Raleigh, NC – March 28, 2019  This week, leaders and members of the House Health Committee stood up for the people and communities that elected them by supporting House Bill 184, calling for a study committee to evaluate and recommend redesign of the State Health Plan. The legislation, which passed the Committee by an overwhelming majority, was introduced in response to the State Treasurer’s proposal to move the State Health Plan to a reference-based pricing model using federal Medicare rates, which could reduce access to care in many areas of our state 

“We are grateful to legislators for advocating for a collaborative process to build a stronger, more sustainable State Health Plan,” said Steve Lawler, president of the North Carolina Healthcare Association. “The study committee will bring key stakeholders together to find a solution that is based on supporting state employees, teachers and retirees in getting and staying healthy, as well as managing costs for the taxpayers of our great state.” 

The plan calls for committee representation from the State Employees Association of North Carolina, the Retired Governmental Employees Association of North Carolina, the North Carolina Association of Educators, the North Carolina Medical Society, the North Carolina Healthcare Association, the North Carolina Nurses’ Association, and the North Carolina Psychiatry Association, as well as the State Health Plan executive administrator and members from the House and Senate. The State Treasurer would also be a member of the committee.  
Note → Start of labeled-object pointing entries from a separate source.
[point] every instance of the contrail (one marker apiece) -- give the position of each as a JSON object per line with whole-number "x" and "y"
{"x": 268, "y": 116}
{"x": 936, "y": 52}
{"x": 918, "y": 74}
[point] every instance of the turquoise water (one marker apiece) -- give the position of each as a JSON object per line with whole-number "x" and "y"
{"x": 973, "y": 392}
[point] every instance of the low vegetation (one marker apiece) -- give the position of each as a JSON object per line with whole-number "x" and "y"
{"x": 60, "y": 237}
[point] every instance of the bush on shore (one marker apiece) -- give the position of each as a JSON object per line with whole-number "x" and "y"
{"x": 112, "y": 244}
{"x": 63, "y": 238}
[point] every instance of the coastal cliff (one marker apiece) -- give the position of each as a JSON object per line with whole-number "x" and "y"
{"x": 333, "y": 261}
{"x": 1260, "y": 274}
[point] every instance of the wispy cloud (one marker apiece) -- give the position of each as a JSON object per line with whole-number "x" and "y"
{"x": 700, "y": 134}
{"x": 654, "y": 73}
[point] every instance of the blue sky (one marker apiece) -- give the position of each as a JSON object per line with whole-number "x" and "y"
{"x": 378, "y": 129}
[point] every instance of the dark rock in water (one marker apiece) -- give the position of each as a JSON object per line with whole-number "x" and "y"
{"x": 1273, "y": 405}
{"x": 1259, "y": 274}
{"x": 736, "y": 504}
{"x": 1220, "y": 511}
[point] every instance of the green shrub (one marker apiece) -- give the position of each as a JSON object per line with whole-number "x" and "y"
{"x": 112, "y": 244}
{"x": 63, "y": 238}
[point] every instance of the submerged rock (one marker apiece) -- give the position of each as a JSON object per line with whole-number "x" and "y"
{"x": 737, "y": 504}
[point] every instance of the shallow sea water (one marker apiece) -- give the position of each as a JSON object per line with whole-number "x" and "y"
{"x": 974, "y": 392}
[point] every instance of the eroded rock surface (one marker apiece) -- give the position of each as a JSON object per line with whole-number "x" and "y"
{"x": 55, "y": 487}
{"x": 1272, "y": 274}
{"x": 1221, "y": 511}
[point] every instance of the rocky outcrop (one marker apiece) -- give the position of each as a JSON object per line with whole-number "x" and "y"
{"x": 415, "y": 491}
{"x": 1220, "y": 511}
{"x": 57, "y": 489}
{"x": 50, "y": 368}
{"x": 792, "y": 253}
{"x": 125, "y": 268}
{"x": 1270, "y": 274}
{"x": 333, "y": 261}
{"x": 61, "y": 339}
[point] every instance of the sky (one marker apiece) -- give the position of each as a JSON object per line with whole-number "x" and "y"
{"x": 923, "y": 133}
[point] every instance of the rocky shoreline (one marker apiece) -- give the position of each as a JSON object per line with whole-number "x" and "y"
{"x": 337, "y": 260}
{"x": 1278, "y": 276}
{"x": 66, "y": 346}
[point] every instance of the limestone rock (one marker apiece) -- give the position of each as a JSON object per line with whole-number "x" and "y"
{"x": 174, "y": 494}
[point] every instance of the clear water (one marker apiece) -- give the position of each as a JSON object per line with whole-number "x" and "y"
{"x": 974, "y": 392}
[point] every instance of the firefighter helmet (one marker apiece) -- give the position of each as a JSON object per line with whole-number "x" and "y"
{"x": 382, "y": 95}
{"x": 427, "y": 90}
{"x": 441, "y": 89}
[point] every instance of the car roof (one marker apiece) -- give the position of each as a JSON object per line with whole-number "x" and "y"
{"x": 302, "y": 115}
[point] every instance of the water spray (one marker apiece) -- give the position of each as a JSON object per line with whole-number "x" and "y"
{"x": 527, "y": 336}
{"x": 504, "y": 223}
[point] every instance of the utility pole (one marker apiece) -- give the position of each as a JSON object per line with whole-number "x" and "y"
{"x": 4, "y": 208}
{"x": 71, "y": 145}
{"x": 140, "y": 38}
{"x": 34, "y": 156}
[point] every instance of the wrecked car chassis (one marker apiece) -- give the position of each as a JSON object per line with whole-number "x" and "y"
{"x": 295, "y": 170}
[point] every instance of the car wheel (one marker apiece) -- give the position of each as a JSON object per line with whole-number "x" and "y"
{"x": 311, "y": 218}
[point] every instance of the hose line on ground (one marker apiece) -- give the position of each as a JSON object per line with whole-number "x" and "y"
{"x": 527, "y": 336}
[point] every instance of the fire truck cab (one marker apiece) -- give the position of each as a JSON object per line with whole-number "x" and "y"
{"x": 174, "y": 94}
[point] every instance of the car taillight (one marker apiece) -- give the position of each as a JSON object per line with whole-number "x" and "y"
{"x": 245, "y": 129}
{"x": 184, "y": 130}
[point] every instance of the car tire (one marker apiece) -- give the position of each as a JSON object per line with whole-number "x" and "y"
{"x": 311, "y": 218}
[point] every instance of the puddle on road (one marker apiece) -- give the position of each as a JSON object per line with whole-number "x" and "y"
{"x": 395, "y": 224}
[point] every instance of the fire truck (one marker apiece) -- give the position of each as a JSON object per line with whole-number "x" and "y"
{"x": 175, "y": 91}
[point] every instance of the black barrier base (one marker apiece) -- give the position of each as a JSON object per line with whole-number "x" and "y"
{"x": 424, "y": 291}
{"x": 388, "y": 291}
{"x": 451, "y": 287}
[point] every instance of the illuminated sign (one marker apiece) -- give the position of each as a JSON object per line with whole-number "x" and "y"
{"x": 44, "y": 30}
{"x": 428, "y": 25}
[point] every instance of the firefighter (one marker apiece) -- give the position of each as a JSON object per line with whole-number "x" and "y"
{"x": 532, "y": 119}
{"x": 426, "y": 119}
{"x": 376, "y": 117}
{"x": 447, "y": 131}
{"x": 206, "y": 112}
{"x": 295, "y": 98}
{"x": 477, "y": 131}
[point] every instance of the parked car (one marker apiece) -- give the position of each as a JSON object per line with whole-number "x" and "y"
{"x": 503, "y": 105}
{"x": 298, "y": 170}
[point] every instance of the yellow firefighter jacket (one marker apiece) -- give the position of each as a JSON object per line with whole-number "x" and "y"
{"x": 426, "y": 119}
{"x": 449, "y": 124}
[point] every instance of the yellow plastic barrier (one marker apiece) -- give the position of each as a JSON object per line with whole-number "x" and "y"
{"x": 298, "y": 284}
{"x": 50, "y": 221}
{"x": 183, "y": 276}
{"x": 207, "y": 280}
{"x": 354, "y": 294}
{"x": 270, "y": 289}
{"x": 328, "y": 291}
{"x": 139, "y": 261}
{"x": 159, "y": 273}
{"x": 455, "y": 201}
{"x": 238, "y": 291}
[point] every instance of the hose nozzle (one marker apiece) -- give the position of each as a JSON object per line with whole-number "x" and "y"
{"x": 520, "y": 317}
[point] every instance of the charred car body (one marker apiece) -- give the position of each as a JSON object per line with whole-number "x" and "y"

Healthcare providers across the state are advocating for a value-based care model, in which providers assume financial risk for patient outcomes, as a way to improve care management in the State Health Plan and promote employee engagement in their own health. Successful models are already in place across the state, generating savings for local municipalities and the federal government, but more importantly, improving health outcomes for individuals, including those with chronic diseases 

 “A value-based model ensures we focus not only on those who are sick, but do all we can to keep people healthy and well,” said Terry Akin, Cone Health CEO and member of the NCHA Board of Trustees. “We focus on preventive care and work especially closely with people who are chronically ill to make sure they get the care they need, when and where they need it. It is a proven solution that is already keeping people healthier and substantially lowering health care costs.” 


The North Carolina Healthcare Association represents more than 130 healthcare provider organizations across North Carolina, including teaching, rural, small community, suburban, specialty, and continuing care facilities that provide primary, acute, rehabilitative, behavioral, and psychiatric care as well as veterans’ services.